My intention is that both over an opportunity for designers to participate in their profession in whatever way they are more comfortable. The format is one that can help both seasoned professionals and those just entering the field. People with more design experience may be more inclined to actually contribute to the wiki or the gallery with their own ideas. Whereas a new student to design might be more inclined to wander, read, and see examples that professionals before them have seen.

The online format of the editable wiki allows people to cross link and share examples. Hopefully designers are just as engaged by jumping from entry to entry as some people are to exploring wikipedia articles as one interaction leads them to the next.

To be clear, I’m not really interested in creating the definitive document for interaction design, rather in creating the space and opportunity for designers to explore different interactions and this was a format that I personally found really interesting.

Implications:

Even though interface design has been worked on for a few decades now, it is still in its infancy when we compare it to the history of all man-made objects. There is so much to explore and discover as technology develops or, more optimistically: as we push technology to support us in the interactions that we need most. There is no reason for us to let large companies drive the patterns we have for our devices or even the shape they take. Just as Apple re-envisioned the shape of the smart phone with the original iPhone. Or even in smaller ways with how Android re-designed their alarm clock system to more closely map to how we actually interact with time (it resembles a clock).

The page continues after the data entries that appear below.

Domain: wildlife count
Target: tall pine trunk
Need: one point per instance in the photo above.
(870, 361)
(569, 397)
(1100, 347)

We can rethink our patterns of interaction and broaden how we imagine our devices to work for and with us. How can our devices support what we want to do instead of telling us what they can do? As we have greater demands for our devices to be more spontaneously life like, how can we support this through interactions on a system level. This change might lead to a re-thinking of how the entire product or service is considered.

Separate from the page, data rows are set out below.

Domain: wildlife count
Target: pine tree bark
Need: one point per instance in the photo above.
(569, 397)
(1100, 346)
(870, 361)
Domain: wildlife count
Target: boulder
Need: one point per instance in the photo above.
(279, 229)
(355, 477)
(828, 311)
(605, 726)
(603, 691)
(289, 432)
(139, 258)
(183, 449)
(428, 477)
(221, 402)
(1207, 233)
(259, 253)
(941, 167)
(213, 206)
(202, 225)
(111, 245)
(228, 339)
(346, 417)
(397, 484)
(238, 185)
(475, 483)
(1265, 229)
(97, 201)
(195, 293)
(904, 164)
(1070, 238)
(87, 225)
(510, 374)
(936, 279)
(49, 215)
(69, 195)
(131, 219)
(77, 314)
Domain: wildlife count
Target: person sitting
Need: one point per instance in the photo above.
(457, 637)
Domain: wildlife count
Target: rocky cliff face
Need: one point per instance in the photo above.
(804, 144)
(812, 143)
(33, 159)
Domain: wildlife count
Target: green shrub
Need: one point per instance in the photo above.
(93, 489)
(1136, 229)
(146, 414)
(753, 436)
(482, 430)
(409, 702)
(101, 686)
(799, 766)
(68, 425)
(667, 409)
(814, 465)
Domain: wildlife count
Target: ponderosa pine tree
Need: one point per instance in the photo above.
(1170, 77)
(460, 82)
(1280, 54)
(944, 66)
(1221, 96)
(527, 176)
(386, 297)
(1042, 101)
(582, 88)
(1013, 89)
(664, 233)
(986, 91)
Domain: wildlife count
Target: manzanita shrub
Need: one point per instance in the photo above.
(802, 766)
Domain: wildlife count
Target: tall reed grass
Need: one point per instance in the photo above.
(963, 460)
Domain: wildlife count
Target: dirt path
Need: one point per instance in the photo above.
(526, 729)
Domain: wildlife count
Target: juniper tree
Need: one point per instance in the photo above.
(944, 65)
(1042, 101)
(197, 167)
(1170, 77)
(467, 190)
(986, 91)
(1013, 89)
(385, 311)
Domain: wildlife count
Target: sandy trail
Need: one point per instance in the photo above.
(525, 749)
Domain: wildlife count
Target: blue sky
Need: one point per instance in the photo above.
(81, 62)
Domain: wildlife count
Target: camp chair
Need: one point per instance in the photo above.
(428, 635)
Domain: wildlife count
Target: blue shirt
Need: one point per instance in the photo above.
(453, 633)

For me, there seems like there is a tremendous opportunity to explore other modes of interaction—like sound and touch—to be as robust as our visual experiences. I do consider vision one of our primary senses for interaction design professions, so I don’t want to criticize that it’s the way we get so much information from our devices. But I also know that, according to the World Health Organization, “285 million people are estimated to be visually impaired worldwide: 39 million are blind and 246 have low vision.” I’m interested in helping designers create as vivid of experiences on devices as sighted individuals have.

Exploring richness in non-visual ways is an opportunity to expand the tools we have for creating interactions, perhaps device-less interactions. For example, we’re currently exploring wearable technology we had a very small or no screen at all. More of its potential might be able to be unleashed if we could invest in making it as communicative as our other devices.

Thoughts? Discussion? I'd love to hear 'em!